The client is a supplier of recycled and recyclable packaging and uses the cash accounting scheme as his customers are large and tend to dictate their own payment terms. Thinking about the future of packaging, he is about to buy an adjacent plot of land costing £300,000 + VAT to enable the business to expand in the future. The seller agreed to collect payments in three instalments over the next two years but when he agreed on those terms, he didn’t realise that he will need to account for output tax on the full selling price on the return covering the date of the actual sale. Can my client do anything so that this works on both sides? He doesn’t have the available funds to pay the VAT up-front as well as the first instalment, but doesn’t want the seller to change his mind.

This client is on cash accounting, which, as a rule, only allows input tax to be recovered when goods or services are paid for.  Obviously, your client could leave the scheme and switch to invoice accounting but this would not be ideal for his business generally and he wishes to remain on the scheme for as long as he is eligible.  However, there are some provisions within the cash accounting regulations that have the effect of excluding some transactions from the scheme, either to assist the cash flow of smaller businesses or for anti-avoidance purposes.  Notice 731 sets out these transactions in Paragraph 2.7, which has the force of law:

Purchases of goods under lease purchase, hire purchase, conditional sale or credit sale agreements are excluded from cash accounting, which means that even though a purchaser may be using cash accounting, he can recover the VAT up-front at the date of the purchase invoice or HP agreement.

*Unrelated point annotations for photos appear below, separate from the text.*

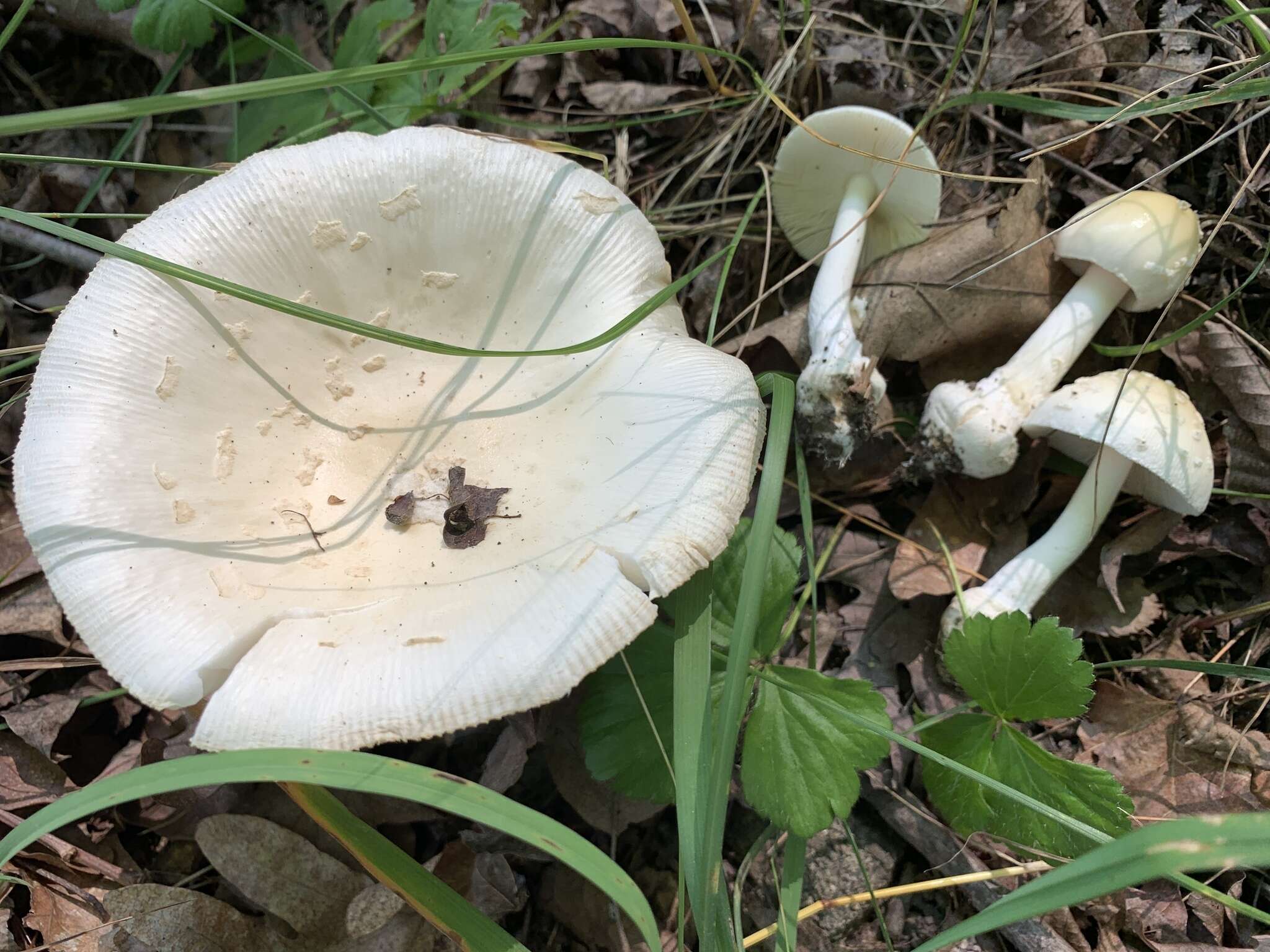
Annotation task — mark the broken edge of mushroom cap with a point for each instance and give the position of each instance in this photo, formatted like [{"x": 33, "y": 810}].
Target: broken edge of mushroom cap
[
  {"x": 629, "y": 465},
  {"x": 1147, "y": 239},
  {"x": 1155, "y": 426},
  {"x": 812, "y": 177}
]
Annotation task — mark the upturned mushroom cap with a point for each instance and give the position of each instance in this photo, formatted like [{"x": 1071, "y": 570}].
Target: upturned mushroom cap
[
  {"x": 179, "y": 444},
  {"x": 812, "y": 177},
  {"x": 1147, "y": 239},
  {"x": 1156, "y": 427}
]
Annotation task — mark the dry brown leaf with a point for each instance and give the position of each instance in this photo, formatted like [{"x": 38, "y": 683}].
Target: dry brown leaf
[
  {"x": 921, "y": 569},
  {"x": 910, "y": 314},
  {"x": 1242, "y": 376},
  {"x": 40, "y": 720},
  {"x": 27, "y": 777},
  {"x": 1137, "y": 540},
  {"x": 30, "y": 609},
  {"x": 832, "y": 870},
  {"x": 1082, "y": 603},
  {"x": 630, "y": 95},
  {"x": 1038, "y": 31},
  {"x": 486, "y": 880},
  {"x": 309, "y": 892},
  {"x": 511, "y": 752},
  {"x": 1204, "y": 731},
  {"x": 1248, "y": 465},
  {"x": 56, "y": 917},
  {"x": 1139, "y": 739}
]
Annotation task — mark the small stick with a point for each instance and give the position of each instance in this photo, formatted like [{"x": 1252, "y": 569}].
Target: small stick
[{"x": 311, "y": 532}]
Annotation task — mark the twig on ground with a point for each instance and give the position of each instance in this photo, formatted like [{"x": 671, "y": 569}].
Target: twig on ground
[{"x": 58, "y": 249}]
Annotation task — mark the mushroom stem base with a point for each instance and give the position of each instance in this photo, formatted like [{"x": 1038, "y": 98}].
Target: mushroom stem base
[{"x": 1020, "y": 584}]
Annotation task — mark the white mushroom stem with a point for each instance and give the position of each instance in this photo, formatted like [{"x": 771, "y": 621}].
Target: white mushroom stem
[
  {"x": 1020, "y": 584},
  {"x": 984, "y": 419},
  {"x": 837, "y": 361}
]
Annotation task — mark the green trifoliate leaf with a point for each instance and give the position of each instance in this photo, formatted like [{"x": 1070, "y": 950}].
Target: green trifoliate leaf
[
  {"x": 620, "y": 746},
  {"x": 801, "y": 759},
  {"x": 1020, "y": 671},
  {"x": 986, "y": 744},
  {"x": 783, "y": 573},
  {"x": 171, "y": 24}
]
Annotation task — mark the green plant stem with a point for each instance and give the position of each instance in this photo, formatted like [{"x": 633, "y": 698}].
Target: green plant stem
[
  {"x": 334, "y": 320},
  {"x": 1249, "y": 19},
  {"x": 769, "y": 834},
  {"x": 813, "y": 566},
  {"x": 422, "y": 890},
  {"x": 727, "y": 262},
  {"x": 737, "y": 677},
  {"x": 1043, "y": 809},
  {"x": 1174, "y": 337},
  {"x": 791, "y": 891},
  {"x": 14, "y": 22},
  {"x": 295, "y": 59},
  {"x": 693, "y": 736},
  {"x": 100, "y": 699},
  {"x": 9, "y": 369}
]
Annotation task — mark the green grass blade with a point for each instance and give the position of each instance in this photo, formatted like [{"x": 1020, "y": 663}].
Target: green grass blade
[
  {"x": 693, "y": 734},
  {"x": 1152, "y": 852},
  {"x": 123, "y": 110},
  {"x": 14, "y": 22},
  {"x": 1043, "y": 809},
  {"x": 790, "y": 892},
  {"x": 1222, "y": 671},
  {"x": 1054, "y": 108},
  {"x": 1248, "y": 18},
  {"x": 424, "y": 890},
  {"x": 334, "y": 320},
  {"x": 1173, "y": 338},
  {"x": 343, "y": 770},
  {"x": 727, "y": 262},
  {"x": 737, "y": 677},
  {"x": 104, "y": 163},
  {"x": 298, "y": 60}
]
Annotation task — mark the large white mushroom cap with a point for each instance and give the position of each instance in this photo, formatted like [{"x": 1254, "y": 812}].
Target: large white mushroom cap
[
  {"x": 1155, "y": 426},
  {"x": 1148, "y": 240},
  {"x": 812, "y": 177},
  {"x": 179, "y": 444}
]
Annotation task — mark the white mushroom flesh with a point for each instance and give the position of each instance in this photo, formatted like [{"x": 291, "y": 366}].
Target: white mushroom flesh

Additionally, where a VAT invoice is issued on the supply of goods and payment is not due in full within six months, then HMRC guidance manual VCAS2200 confirms that this is also excluded from the scheme, as follows:

“Supplies where payment is not due for more than 6 months after issue of the invoice

The Regulation refers to supplies where payment is not due. Cash accounters who issue or receive such invoices must account for output tax and input tax on them using the normal accounting rules. They must not delay accounting until payment is made or received.”

The manual goes further than Notice 731, which does not mention the transaction from the purchase side at all; only referring to ‘supplies where you issue a VAT invoice….’ However, the wording in the manual makes it clear that HMRC’s policy is to apply the provision to both parties to the supply.

Therefore, as your client will be able to claim the input tax at the outset he should be able to pay it over to the seller, making the extended payment term a feasible option.  If they are able to time the sale so that the input tax is recoverable on your client’s return before it is due on the seller’s return, so much the better!

If their respective VAT staggers are not conducive to this, there is a provision whereby HMRC have the power to assign a credit owed to one taxpayer to another entity.  Your client would need to make a clear request to HMRC in writing, asking them to assign the VAT credit to the seller.  Detailed guidance on this procedure is not in the public domain but if HMRC agrees, it means that rather than receiving a repayment and then paying it over, HMRC would simply transfer it from the buyer’s VAT account to the seller’s to settle his output tax liability.